それにこの若者とあの幼女である。神羅はかつて、マリンの実母を殺した。その神羅に追われているというなら、マリンは2人の味方をするつもりだった。
若者は、普通の人間ならば生死の境を彷徨うような大怪我なのだが、ヴィンセントの言葉通り、すっかり落ち着いている。無論完全に治ってしまうまでには時間がかかるが、鎮痛剤が効いているのか、眠りは穏やかだった。
朝になって、階段の方から賑やかな少女達の声が聞こえてきた。どうやら、妹達が幼女を着替えさせて、洗面や朝食に連れて行こうとしているらしい。
やがて、セレンがドアを開けた。
「お姉ちゃん、おはよ。朝御飯は?」
「まだよ。後で代わってくれる?」
「おっけー。」
「あの子は?」
「メルのこと?メルなら今エレンと御飯食べてるよ。」
末っ子のエレンは、日頃自分がかまわれる立場だから、今は小さな子にかいがいしく世話を焼いているらしい。
「あの子メルっていうの?」
「うん、自分でそう言ってた。」
「ふうん。お父さん達はまだ寝てるの?」
「お母さんは起きてるけどね。」
「仕方ないね、遅かったから。」
若者が目覚めたのは、もう日も高くなってからだった。
開かれた瞳は案の定、ソルジャーの緑に輝く瞳だった。
その目にマリンの姿を映した彼は、二、三度瞬きすると、身じろぎしてから顔をしかめた。
「もう少し寝ていた方がいいわ。いくらソルジャーの体でも、痛いでしょ?」
「俺……一体……」
「うちの両親の知り合いが助けてくれたのよ。心配しないで。ここはコレル、神羅の連中とは関係ないから。」
だが、若者はそんなマリンの言葉を聞きながら胸に手を当て、はっとしたように起き上がった。そしてたちまち、痛かったのか顔をしかめる。
「ロケットならここよ。大切なものなのでしょ?」
そう尋ねながらマリンは、まだこの人は「お花のおねえちゃん」のことが好きなのかな、とふと考えた。
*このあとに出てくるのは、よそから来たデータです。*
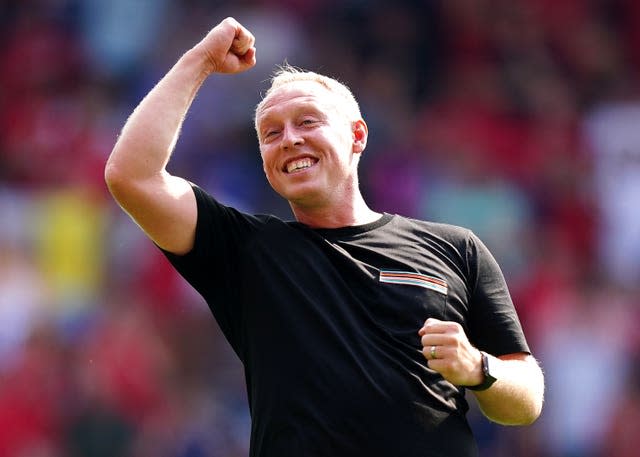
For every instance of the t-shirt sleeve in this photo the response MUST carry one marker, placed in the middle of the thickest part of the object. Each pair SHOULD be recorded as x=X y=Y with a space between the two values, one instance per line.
x=494 y=324
x=211 y=266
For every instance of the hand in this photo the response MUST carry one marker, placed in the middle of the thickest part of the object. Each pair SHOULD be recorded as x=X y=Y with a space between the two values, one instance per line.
x=455 y=358
x=228 y=48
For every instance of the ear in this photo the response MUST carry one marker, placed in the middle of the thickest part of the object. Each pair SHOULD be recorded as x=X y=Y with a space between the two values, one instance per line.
x=360 y=134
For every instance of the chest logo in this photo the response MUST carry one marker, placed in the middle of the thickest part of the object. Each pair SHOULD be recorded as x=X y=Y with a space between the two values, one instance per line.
x=414 y=279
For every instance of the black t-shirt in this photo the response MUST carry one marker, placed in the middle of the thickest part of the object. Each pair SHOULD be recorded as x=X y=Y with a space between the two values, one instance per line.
x=326 y=324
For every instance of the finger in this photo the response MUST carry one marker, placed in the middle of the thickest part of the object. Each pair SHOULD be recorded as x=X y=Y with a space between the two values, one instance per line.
x=433 y=325
x=243 y=41
x=437 y=339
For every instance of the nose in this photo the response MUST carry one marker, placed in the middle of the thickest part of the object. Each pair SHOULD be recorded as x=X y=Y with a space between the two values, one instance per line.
x=290 y=138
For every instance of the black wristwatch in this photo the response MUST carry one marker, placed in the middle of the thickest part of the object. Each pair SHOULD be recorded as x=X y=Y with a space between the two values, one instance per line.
x=489 y=379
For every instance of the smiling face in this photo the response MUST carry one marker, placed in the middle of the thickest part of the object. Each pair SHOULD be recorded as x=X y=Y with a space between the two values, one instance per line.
x=310 y=145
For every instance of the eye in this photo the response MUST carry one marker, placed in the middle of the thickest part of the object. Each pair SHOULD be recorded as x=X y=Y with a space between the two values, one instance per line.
x=270 y=133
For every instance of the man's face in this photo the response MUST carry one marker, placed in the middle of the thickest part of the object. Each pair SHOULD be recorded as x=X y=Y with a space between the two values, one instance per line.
x=309 y=146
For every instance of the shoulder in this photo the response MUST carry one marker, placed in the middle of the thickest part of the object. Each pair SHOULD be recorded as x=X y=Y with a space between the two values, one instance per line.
x=446 y=232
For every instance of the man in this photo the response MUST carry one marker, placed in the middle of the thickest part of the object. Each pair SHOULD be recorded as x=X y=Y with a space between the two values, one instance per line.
x=358 y=331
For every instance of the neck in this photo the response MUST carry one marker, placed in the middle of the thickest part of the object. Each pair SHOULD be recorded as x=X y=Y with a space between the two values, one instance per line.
x=344 y=214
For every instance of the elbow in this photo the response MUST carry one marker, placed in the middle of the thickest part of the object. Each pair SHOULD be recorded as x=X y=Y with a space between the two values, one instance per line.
x=530 y=415
x=113 y=177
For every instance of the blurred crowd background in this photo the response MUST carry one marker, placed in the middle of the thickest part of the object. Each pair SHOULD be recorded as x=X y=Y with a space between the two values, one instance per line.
x=519 y=119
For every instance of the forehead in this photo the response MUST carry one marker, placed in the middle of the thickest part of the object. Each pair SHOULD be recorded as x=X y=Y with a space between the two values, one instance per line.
x=295 y=95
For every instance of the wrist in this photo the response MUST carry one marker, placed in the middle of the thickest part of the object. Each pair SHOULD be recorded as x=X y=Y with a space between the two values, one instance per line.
x=487 y=374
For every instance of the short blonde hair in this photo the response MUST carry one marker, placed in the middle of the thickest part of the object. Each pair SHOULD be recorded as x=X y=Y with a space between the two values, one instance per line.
x=285 y=74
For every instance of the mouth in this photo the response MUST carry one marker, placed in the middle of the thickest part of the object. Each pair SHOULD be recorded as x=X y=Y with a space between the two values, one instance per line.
x=298 y=165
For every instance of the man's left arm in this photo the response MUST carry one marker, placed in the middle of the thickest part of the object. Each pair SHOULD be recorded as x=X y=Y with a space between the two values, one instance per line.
x=516 y=395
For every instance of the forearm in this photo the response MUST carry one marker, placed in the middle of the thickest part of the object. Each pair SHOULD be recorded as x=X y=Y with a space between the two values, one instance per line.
x=149 y=136
x=516 y=397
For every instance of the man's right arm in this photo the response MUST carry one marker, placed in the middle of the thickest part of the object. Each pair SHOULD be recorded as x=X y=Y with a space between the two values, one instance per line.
x=161 y=204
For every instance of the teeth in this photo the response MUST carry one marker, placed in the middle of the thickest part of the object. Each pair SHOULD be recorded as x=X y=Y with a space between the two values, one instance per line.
x=299 y=165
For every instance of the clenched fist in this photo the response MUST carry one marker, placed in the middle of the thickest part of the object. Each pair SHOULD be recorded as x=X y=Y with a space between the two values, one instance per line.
x=228 y=48
x=449 y=352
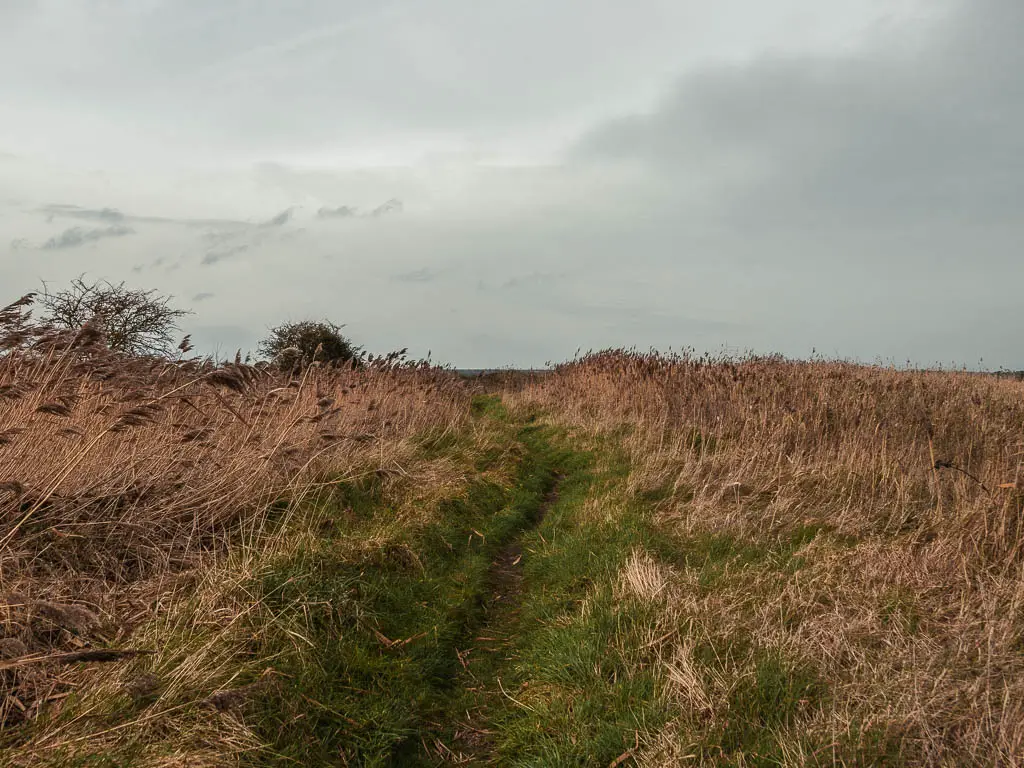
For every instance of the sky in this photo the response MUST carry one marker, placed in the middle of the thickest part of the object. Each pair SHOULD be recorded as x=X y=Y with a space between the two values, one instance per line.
x=505 y=183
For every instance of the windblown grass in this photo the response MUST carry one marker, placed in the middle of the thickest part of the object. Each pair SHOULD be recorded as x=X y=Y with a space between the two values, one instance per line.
x=841 y=572
x=138 y=498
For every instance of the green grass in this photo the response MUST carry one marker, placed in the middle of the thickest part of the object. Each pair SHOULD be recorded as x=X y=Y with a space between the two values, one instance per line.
x=379 y=656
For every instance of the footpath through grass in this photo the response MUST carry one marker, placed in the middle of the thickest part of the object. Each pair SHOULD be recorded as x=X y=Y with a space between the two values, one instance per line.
x=494 y=635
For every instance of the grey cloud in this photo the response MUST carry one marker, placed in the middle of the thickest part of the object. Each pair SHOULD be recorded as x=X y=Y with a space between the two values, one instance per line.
x=384 y=209
x=111 y=215
x=880 y=138
x=391 y=206
x=424 y=274
x=77 y=236
x=212 y=257
x=281 y=219
x=534 y=279
x=336 y=213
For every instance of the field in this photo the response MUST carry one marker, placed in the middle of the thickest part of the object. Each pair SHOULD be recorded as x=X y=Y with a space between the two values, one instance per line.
x=630 y=560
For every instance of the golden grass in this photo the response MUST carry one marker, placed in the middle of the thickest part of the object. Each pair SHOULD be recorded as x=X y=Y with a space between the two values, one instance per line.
x=873 y=529
x=137 y=497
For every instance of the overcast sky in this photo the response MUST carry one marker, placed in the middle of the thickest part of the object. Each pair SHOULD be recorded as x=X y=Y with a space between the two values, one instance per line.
x=504 y=182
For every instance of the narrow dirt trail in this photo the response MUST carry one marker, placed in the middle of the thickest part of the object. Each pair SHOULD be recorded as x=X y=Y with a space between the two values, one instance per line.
x=487 y=656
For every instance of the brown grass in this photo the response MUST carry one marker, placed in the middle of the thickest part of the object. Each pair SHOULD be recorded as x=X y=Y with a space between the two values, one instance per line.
x=135 y=498
x=872 y=522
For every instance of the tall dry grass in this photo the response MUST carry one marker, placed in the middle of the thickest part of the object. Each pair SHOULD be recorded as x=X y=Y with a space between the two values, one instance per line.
x=128 y=484
x=897 y=500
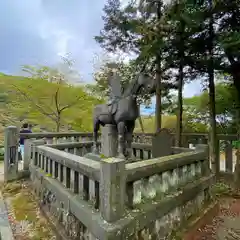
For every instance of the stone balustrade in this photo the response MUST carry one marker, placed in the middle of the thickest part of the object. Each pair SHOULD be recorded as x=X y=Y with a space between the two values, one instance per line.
x=93 y=194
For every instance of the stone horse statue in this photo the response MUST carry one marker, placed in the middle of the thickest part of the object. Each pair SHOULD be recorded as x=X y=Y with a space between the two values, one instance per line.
x=123 y=112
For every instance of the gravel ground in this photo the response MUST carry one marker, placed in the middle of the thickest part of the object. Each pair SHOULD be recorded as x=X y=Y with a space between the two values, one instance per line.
x=224 y=226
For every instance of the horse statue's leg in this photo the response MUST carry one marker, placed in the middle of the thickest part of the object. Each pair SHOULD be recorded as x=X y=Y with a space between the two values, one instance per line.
x=129 y=137
x=121 y=139
x=96 y=126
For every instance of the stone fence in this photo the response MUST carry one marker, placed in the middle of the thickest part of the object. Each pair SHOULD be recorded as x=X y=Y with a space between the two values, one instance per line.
x=112 y=199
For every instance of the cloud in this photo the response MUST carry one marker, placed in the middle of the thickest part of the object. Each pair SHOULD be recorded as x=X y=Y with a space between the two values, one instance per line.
x=39 y=31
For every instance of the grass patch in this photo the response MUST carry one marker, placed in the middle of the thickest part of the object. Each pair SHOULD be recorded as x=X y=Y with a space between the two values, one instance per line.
x=23 y=208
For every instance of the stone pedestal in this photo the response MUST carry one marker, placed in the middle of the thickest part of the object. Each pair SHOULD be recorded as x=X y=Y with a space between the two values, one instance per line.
x=10 y=153
x=109 y=141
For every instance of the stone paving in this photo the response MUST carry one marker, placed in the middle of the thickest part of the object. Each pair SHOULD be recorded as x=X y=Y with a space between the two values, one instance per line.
x=225 y=225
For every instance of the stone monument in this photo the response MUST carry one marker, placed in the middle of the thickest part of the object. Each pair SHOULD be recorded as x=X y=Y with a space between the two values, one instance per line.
x=162 y=143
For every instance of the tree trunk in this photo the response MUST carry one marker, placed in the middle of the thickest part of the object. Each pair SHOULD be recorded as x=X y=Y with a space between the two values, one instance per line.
x=158 y=110
x=180 y=107
x=236 y=78
x=214 y=149
x=58 y=122
x=180 y=89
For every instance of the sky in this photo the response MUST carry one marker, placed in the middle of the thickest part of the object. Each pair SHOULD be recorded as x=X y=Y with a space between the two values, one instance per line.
x=40 y=31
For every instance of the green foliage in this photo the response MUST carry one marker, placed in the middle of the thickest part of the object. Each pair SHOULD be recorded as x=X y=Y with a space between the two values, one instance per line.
x=41 y=102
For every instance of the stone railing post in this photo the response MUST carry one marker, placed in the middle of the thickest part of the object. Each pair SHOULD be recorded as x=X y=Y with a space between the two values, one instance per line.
x=206 y=166
x=109 y=141
x=10 y=153
x=112 y=189
x=36 y=143
x=27 y=153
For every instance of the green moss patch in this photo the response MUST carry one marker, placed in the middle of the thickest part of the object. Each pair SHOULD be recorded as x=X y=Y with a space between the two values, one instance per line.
x=24 y=214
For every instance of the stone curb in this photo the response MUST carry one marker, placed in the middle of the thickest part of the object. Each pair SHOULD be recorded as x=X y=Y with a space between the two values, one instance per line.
x=5 y=227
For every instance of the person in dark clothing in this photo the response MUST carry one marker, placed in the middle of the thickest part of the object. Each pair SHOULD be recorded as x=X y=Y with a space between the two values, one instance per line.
x=25 y=129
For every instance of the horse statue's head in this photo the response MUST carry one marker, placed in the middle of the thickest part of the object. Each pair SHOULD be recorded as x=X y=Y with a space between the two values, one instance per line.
x=147 y=84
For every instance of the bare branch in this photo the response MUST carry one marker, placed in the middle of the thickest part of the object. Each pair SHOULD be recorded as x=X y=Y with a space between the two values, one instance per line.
x=70 y=104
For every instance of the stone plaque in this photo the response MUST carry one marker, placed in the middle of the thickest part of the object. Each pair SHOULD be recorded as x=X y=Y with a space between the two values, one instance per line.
x=162 y=143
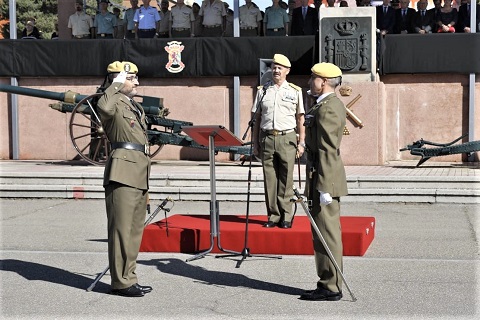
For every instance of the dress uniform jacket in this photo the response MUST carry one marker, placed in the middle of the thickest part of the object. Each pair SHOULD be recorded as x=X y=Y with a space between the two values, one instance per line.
x=325 y=123
x=126 y=183
x=324 y=132
x=279 y=108
x=123 y=124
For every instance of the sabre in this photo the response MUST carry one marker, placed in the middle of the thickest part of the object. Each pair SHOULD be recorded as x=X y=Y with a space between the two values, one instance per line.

差し出されたロケットを、若者はほっとした表情で受け取った。
「ああ、有り難う。……もしかして、俺のことずっと看病しててくれたのかい?」
人なつこい表情で、屈託なくそう尋ねた若者に、マリンは笑ってみせた。
「つきっきり、じゃあないけどね。けど、あたしと妹とで見たのよ。」
「そりゃあ、世話になってしまったな。有り難う。俺は……」
と、その時だった。突然、勢い良く部屋のドアが開けられた。そして、現れたセレンが緊張した面もちで告げる。
「大変よ。今、神羅のヘリが来たの。お母さんが、すぐに隠れてって。」
この家で隠れるところといえば、地下の酒蔵にある隠し部屋しかない。マリンはたちまち了解した。
「OK!じゃ手を貸して!……ね、動けそう?」
「俺は大丈夫だけど……それより、ちびっちゃい女の子知らないか? 俺、一緒に連れて逃げてたんだけど……。」
緊張と困惑と不安の入り交じった声で尋ねた若者に、セレンが早口に答えた。
「あの子ならもうエレンが先に連れてったよ!それよりも早く!」
「ま、待ってくれよ。俺達かくまったりしたら、あんた達に迷惑が……」
「かかると思うならとにかく急いで!時間が無いわ!」
姉妹が若者を隠そうと急かせている時、「ネオ・セブンスヘブン」に武装した一団が近づいていた。
その中には、2人の若い美しい女性がいた。
1人はくせのない金色の髪と青い瞳を持ち、白のフレアスカートのツーピースを隙無くきこなした、きびきびとしたシャープな印象の女性だった。
「しかし、彼らがおとなしく応じるでしょうか?」
彼女の傍らにいた、スーツ姿の男が尋ねる。彼女は曖昧に笑った。
「さあ……でも、彼らにもまるで無視することは出来ないはず。だって、彼女がいるんですもの。」
そう言って、彼女はもう1人の女性を振り返った。彼女よりもいくぶん若い、ゆるやかに波打った茶色の髪と不思議に澄んだ緑色の瞳を持つその女性は、彼女の視線を受けて穏やかに頷き、それから「ネオ・セブンスヘブン」の方を物憂げに見つめた。